Частником на участке считался сапожник, построивший себе особнячок из сырца и монопольно чинивший обувь; цирюльник, располагавший всю свою музыку за неимением закрытого помещения прямо на воздухе: венский стул, тазик, кисть, коробочку с мыльным порошком; гребни он держал в собственной шевелюре. Также частниками считались торговцы луком, носившие свой товар в мешках со станции. Но эти, как и деревенские торговцы, за пазухой державшие яйца, а в бутылках от боржома — густое, грязное буйволиное молоко, пропитанное запахом дыма, уже вытеснялись по всей линии местным кооперативом.

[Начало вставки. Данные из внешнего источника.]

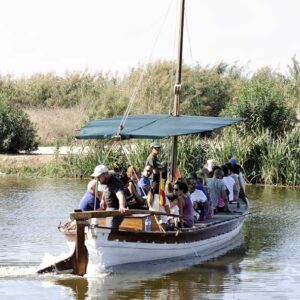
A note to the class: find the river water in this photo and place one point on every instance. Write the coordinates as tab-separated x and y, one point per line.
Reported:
262	263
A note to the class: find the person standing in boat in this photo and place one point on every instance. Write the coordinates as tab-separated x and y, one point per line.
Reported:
184	203
113	194
152	160
144	184
217	192
87	202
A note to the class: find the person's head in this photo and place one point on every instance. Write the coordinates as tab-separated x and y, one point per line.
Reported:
91	186
125	179
147	171
230	168
133	174
116	171
154	187
191	183
218	173
101	174
225	170
155	148
180	188
232	160
236	169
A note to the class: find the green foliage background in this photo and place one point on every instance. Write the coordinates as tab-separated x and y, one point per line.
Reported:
266	143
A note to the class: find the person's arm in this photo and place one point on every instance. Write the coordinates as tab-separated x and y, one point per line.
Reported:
135	194
225	197
121	197
180	206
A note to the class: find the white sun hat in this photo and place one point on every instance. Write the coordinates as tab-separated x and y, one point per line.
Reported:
100	169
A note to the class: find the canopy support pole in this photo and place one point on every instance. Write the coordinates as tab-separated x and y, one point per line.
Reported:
177	89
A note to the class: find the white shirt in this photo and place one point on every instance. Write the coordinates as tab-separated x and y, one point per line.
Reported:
198	196
156	207
229	182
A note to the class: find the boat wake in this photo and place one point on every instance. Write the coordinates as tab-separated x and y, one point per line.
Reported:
17	271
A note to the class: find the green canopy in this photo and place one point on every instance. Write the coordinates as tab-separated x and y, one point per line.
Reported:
152	126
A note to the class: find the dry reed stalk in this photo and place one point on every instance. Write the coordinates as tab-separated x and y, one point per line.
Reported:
57	124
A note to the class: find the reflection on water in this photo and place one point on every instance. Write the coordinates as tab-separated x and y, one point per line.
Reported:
265	265
177	279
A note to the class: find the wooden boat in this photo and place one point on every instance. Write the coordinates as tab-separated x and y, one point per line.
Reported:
131	243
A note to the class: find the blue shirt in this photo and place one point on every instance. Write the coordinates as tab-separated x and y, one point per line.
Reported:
87	202
144	186
200	187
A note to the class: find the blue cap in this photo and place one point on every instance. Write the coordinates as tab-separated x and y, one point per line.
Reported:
155	145
233	161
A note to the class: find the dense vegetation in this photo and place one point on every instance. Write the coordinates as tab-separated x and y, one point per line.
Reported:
16	130
266	143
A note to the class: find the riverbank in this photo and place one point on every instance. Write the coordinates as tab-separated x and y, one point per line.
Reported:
19	161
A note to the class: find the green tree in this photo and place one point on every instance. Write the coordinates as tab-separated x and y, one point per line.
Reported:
262	103
16	131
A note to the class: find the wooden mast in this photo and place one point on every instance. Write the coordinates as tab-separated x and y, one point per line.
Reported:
177	90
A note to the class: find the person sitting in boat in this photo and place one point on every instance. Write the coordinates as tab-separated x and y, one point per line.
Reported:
186	210
113	194
131	201
87	202
152	160
174	210
144	184
235	177
230	183
132	186
155	205
217	192
198	198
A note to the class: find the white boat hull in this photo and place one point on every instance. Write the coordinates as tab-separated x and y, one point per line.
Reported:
110	253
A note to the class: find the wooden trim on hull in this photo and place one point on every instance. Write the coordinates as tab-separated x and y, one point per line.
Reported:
174	237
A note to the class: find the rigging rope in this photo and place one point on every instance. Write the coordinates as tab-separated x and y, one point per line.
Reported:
133	97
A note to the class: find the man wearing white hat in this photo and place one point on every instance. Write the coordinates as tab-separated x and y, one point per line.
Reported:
113	191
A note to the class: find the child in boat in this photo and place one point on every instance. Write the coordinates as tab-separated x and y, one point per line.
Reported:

Именно тогда–то, в самый разгар игры, заглушая и стук нард, и гортанные арабские восклицания, и закричал вдруг отчаянно, на русском языке, Михаил Самсонов, прибежавший с моста:

— Братцы! Старики–то ведь правы, старики–то! Напакостила гора Кошка. Проект–то в Москве… провалили ведь!

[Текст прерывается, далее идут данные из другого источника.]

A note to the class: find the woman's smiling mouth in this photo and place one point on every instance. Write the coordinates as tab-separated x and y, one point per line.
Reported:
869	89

И тотчас же, как по волшебству, прекратилась игра, — побросав кости, рабочие вскочили с мест и окружили Самсонова…

Здесь рыжий опять открыл глаза, потому что, вспоминая, успел даже и вздремнуть слегка.

Человек в светло–коричневой кожаной куртке стоял у самой его постели, нетерпеливо глядя на него желтоватыми козлиными глазками. Он что–то жевал.

— Проснулись? Доброе утро. Вы здешний? Ага! Я геолог Иван Борисович Лазутин.

Рыжий мгновенно, мячиком поднялся с кровати.

Покуда он натягивал носки и штаны, приезжий деликатно повернулся к нему спиной, барабаня пальцами по столу. Когда же рыжий, в рубахе поверх штанов, пошел умываться, он тоже вынул из чемодана складной баульчик, где были в футлярчиках мыло, зубная щетка, паста, гребешок и прочие туалетные принадлежности, перекинул мохнатое полотенце через плечо и пошел за рыжим.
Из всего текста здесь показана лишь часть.